What does Russia want? This question has confounded policymakers in Washington for the past several years, but never more so than today, as Moscow extends its grip in Crimea, widens the war in Syria and bolsters its military facing west.
I know that I lack a certain appreciation of nuance. I freely admit that.
But I think Russia under Putin wants territory that other people have.
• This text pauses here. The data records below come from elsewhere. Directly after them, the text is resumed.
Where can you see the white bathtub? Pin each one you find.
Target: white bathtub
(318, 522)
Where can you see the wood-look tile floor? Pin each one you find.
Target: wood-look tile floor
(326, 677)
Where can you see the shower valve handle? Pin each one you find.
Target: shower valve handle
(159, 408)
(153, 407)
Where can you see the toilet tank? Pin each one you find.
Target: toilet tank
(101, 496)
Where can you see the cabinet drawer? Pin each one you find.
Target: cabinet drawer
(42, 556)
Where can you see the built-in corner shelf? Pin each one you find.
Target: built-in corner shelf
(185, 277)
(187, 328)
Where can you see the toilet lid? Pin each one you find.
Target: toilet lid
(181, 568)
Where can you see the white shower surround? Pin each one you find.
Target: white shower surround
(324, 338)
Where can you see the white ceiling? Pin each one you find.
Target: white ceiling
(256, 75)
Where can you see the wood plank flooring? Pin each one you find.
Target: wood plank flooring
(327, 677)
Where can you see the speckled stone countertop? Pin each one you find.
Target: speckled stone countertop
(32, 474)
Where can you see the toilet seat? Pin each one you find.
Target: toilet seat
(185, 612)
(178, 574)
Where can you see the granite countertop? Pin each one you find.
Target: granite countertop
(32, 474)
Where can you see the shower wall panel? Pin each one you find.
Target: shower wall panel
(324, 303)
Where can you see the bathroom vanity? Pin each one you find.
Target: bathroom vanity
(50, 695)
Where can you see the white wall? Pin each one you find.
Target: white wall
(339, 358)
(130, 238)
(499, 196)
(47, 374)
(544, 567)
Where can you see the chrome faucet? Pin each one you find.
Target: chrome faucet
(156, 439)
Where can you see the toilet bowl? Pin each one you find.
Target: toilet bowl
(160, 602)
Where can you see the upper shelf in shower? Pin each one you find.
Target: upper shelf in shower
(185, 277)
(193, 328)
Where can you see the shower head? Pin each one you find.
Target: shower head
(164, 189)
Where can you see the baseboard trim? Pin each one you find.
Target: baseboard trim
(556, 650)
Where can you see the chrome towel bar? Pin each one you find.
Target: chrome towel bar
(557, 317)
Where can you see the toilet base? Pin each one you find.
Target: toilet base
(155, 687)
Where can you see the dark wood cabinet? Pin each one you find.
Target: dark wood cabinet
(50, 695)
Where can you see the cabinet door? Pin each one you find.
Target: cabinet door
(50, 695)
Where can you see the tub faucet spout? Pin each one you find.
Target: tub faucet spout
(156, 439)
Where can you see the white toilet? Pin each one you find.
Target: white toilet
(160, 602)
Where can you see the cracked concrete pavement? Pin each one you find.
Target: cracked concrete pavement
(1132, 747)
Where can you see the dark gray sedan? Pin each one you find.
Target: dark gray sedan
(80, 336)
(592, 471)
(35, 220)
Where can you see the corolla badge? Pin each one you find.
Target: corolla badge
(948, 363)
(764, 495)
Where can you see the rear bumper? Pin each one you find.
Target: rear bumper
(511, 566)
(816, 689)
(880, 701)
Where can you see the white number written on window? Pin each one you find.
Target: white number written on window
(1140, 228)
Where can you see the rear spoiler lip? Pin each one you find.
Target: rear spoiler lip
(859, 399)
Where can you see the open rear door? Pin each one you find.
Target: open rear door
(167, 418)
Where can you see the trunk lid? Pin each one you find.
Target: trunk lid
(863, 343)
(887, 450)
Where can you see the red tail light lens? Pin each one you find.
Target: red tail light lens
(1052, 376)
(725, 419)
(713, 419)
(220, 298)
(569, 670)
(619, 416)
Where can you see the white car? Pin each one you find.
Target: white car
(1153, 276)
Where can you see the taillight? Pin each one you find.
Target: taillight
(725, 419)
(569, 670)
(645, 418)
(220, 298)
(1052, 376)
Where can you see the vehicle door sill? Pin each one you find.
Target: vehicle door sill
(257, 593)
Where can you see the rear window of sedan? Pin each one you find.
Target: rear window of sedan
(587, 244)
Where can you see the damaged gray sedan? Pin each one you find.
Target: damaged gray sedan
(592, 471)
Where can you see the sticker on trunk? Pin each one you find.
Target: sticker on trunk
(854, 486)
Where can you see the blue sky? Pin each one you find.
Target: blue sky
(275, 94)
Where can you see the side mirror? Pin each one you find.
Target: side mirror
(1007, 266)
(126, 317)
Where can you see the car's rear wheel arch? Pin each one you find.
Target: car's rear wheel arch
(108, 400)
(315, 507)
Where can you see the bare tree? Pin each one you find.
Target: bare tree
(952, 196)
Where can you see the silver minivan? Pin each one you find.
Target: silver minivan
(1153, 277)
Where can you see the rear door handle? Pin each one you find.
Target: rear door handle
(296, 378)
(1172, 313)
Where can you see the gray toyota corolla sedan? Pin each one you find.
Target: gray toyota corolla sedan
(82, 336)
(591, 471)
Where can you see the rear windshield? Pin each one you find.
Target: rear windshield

That is what he keeps planting his troops on, after all.
Putin said that the collapse of the Soviet Union--during which people on lots of territory took their opportunity to escape Russian control--was a tragedy.
How is this confounding policymakers?
Russia has taken territory in Georgia and Ukraine; he keeps things roiling in Transnistria (I still think of it as spelled Transdnestria); threatens the Baltic states; seems to slowly absorb Belarus; and has planted his troops in Syria, where a win not only gets him base territory but allows him to test his weapons in wartime conditions and raises Russia's reputation which could come in handy should Putin seek more territory.
How is the question of what Putin wants a mystery?
Of course, these same policymakers are probably still scratching their head over this, trying to find clues about just what exactly do the Iranian nutball mullahs have in mind?
Iran test-fired two ballistic missiles, one of them with the phrase "Israel should be wiped off the Earth" written on it in Hebrew, Iranian media reported Wednesday.
The country’s semiofficial Fars news agency said the missiles were fired at a target 870 miles away.
I'm sure that a properly nuanced mind can figure this, and much else, out.